La Frances Hui, film curator of the Asia Society, said:
It is evident that the Communist leadership has substantially tightened its control over the media, expression, and civil society in the past two years. Independent filmmakers and festivals like Beijing Independent Film Festival, already operating on the margin, are finding even less room to create and present works. We hope to celebrate and highlight the role BIFF has played for over a decade in nurturing a creative spirit and providing a platform for films both artistically and politically provocative.
Christopher Allen of UnionDocs explained his organization’s involvement saying:
I’ve been told by many that the scale, approach, and ambition of the documentary community in Beijing is on parallel with what we are doing and that and filmmakers will feel very much at home at an engaged and thoughtful place like UnionDocs. This is an incredible opportunity for exchange and exposure to new work and new voices.
Films include artist Ai Weiwei’s investigative documentary Ping’an Xueqing (2011) about the mysterious death of a village leader, Qian Yunhui from Zhejiang province, who protested when a villager’s land was confiscated without compensation by the local government. The award-winning feature Emperor Visits the Hell (2012) by Li Luo, winner of the 2012 Vancouver International Film Festival’s Dragons & Tigers Prize, revisits the famous story of the Tang Dynasty Emperor Taizong’s journey to the underworld. Also showcased is the musical documentary People’s Park (2012) by J.P. Sniadecki and Libbie Cohn. Another focus is on Chinese women filmmakers, including Yang Mingming (Female Directors, 2012) and Wen Hui, who, in Listening to Third Grandmother’s Stories (2012), tells the story of her 83-year-old great-aunt being tortured as a “class enemy” during Mao’s China.

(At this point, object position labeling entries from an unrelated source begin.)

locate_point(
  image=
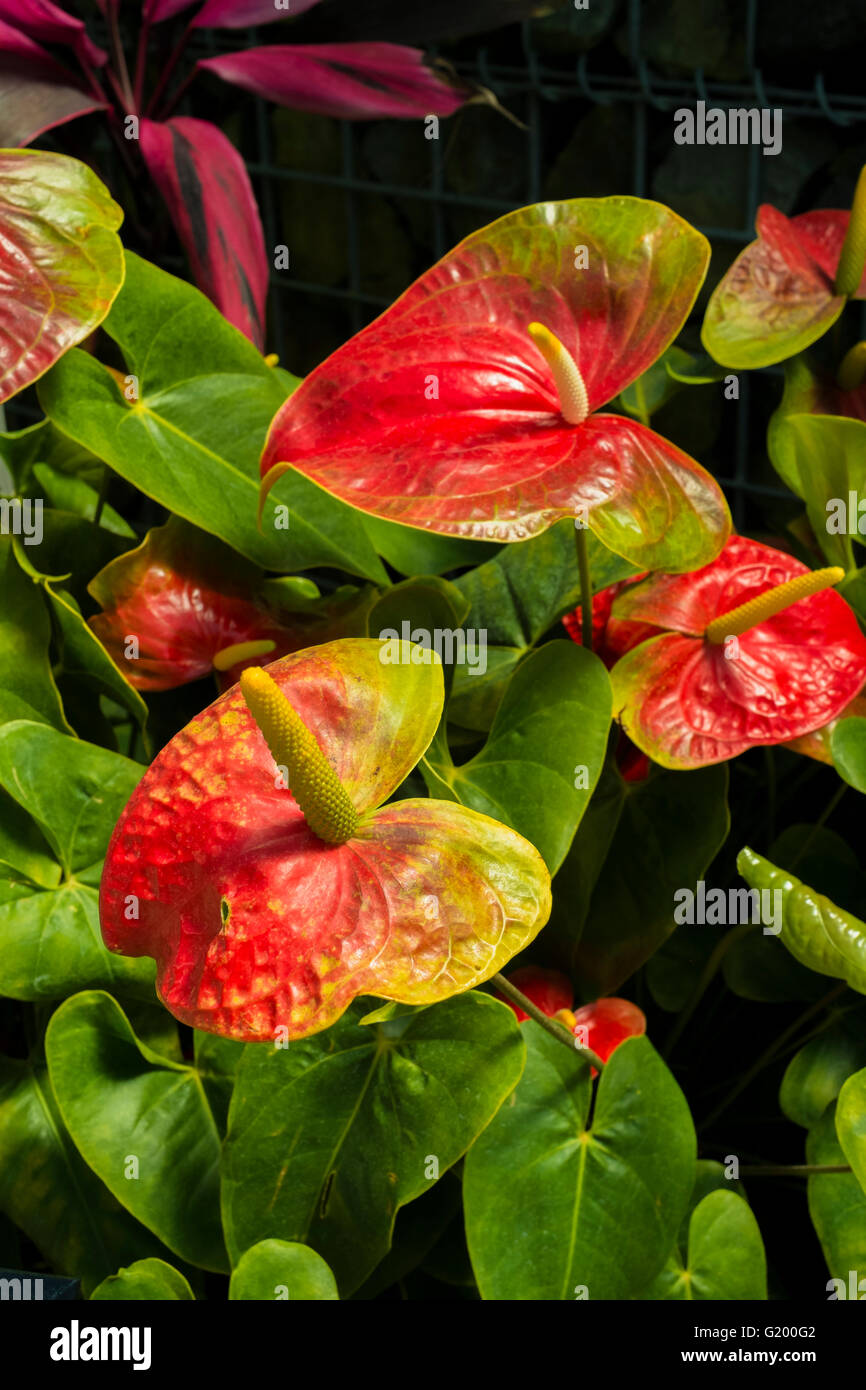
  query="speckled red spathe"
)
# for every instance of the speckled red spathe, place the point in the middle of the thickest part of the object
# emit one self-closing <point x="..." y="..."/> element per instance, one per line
<point x="255" y="923"/>
<point x="685" y="704"/>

The Dossier (2014), directed by Zhu Rikun, is a film about the political awakening of Tsering Woeser, a Tibetan writer now based in Beijing. The River Of Life (2014) by Yang Pingdao is an extended family chronicle that ties in with national history, and was the opening film and prize-winner of BIFF 2014. SPARK (2014), by Hu Jie, chronicles the underground magazine SPARK published in 1960 by four young people who exposed the devastating famine caused by Mao’s Great Leap Forward. Jia Zhitan Jia presents I Want To Be A People’s Representative (2014), which is about a villager from Beijing’s Caochangdi’s district who wants to run for the National People’s Congress. He wins the first round, but is deemed unqualified by officials for reasons they keep to themselves, but the mystery makes for great documentary material.

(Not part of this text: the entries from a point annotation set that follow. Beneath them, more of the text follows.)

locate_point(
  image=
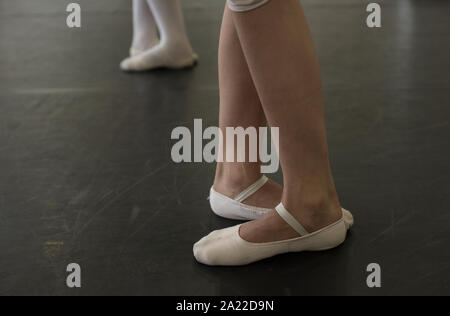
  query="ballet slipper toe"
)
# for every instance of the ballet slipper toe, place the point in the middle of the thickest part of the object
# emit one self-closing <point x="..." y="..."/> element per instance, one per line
<point x="128" y="64"/>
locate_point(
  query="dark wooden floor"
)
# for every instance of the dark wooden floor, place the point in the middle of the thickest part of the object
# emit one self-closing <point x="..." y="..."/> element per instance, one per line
<point x="86" y="174"/>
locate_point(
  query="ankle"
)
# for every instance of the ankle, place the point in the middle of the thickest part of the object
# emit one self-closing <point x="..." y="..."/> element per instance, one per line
<point x="234" y="178"/>
<point x="314" y="208"/>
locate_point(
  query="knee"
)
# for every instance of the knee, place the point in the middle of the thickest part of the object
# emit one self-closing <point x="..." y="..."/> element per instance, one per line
<point x="245" y="5"/>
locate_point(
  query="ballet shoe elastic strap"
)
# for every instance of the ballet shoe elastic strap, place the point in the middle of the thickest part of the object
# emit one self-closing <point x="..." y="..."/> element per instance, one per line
<point x="288" y="218"/>
<point x="251" y="189"/>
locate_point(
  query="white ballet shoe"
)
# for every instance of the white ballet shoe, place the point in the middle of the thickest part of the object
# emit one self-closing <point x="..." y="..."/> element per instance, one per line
<point x="226" y="207"/>
<point x="226" y="247"/>
<point x="156" y="58"/>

Though it is now the dog days of summer, this is the way to not only beat the heat, but to show support and give it up for compadres who dare to be original and different in an increasingly repressive scene.
Cinema On the Edge: The Best of the Beijing Independent Film Festival will run August 7 — September 13 at various venues throught the city including Anthology Film Archives (32 2nd Ave, Lower East Side, Manhattan), the Asia Society (725 Park Ave, Upper East Side, Manhattan), Maysles Cinema (343 Malcolm X Blvd, Harlem, Manhattan), the Museum of Chinese in America (MOCA) (215 Centre St, Chinatown, Manhattan), Made in NY Media Center by IFP(30 John St, Dumbo, Brooklyn), UnionDocs (322 Union Ave, Williamsburg, Brooklyn), and the Weatherhead East Asian Institute at Columbia University (420 W. 118th Street, #9, Morningside Heights, Manhattan ).